The family of Iris McNeil, shown here with members of her family, has launched a petition to deny parole for the man who murdered McNeil in 1997. (Family photo)

The family of Iris McNeil, shown here with members of her family, has launched a petition to deny parole for the man who murdered McNeil in 1997. (Family photo)

Family fights killer’s release from Vancouver Island prison

Shortreed serving an indeterminate sentence at William Head Institution

Crystal Brendzy has launched a petition to keep the man who murdered her aunt behind bars.

James Shortreed, who is incarcerated at William Head Institution, bludgeoned Iris McNeil to death while she slept before stuffing her body into a freezer on July 23, 1997.

Brendzy said she organized the petition because Shortreed is up for full release in May.

At the time of her aunt’s murder, no one in the family knew about Shortreed’s violent history, which included assault, rape, and forcible confinement, Brendzy said in an interview with the Gazette in 2018.

The family of Iris McNeil, who was murdered in 1997, has launched a petition to deny parole for the man who murdered her in 1997. (Family photo)

Brendzy has launched a petition, “Parole Board of Canada: Stop James Shortreed (Murderer) – Keep Him incarcerated,” with a goal of reaching 2,500 signatures. More than 1,730 people had signed the petition as of April 9.

RELATED: Family fights to block killer’s parole request at William Head

“We want to protect the women and public in Victoria and surrounding areas,” Brendzy said in an email. The petition is at chng.it/Ycxs8cJVRN.

A spokesperson for the Parole Board of Canada said they are not permitted to provide information on a specific case. They did confirm that Shortreed was eligible to apply for day parole in 2007, and full parole in 2010. His sentence does not expire because Shortreed is serving an indeterminate sentence.

“Parole is not automatic, and the paramount consideration in all Parole Board of Canada (PBC) decisions is the protection of society,” PBC said in a statement to the Gazette.

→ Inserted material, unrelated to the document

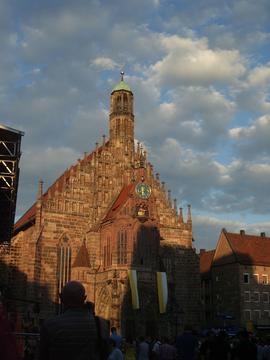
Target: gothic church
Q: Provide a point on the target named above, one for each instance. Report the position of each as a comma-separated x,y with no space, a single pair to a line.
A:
104,216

Parole decisions are made in accordance with specific criteria set in the Corrections and Conditional Release Act, and with a thorough assessment of the offender’s risk to re-offend.

Board members must consider all relevant and available information from a wide range of sources when making their decisions. That may include, but is not limited to, information from correctional authorities, such as parole and program officers, victims of crime, police, courts, psychologists, psychiatrists, and other mental health professionals.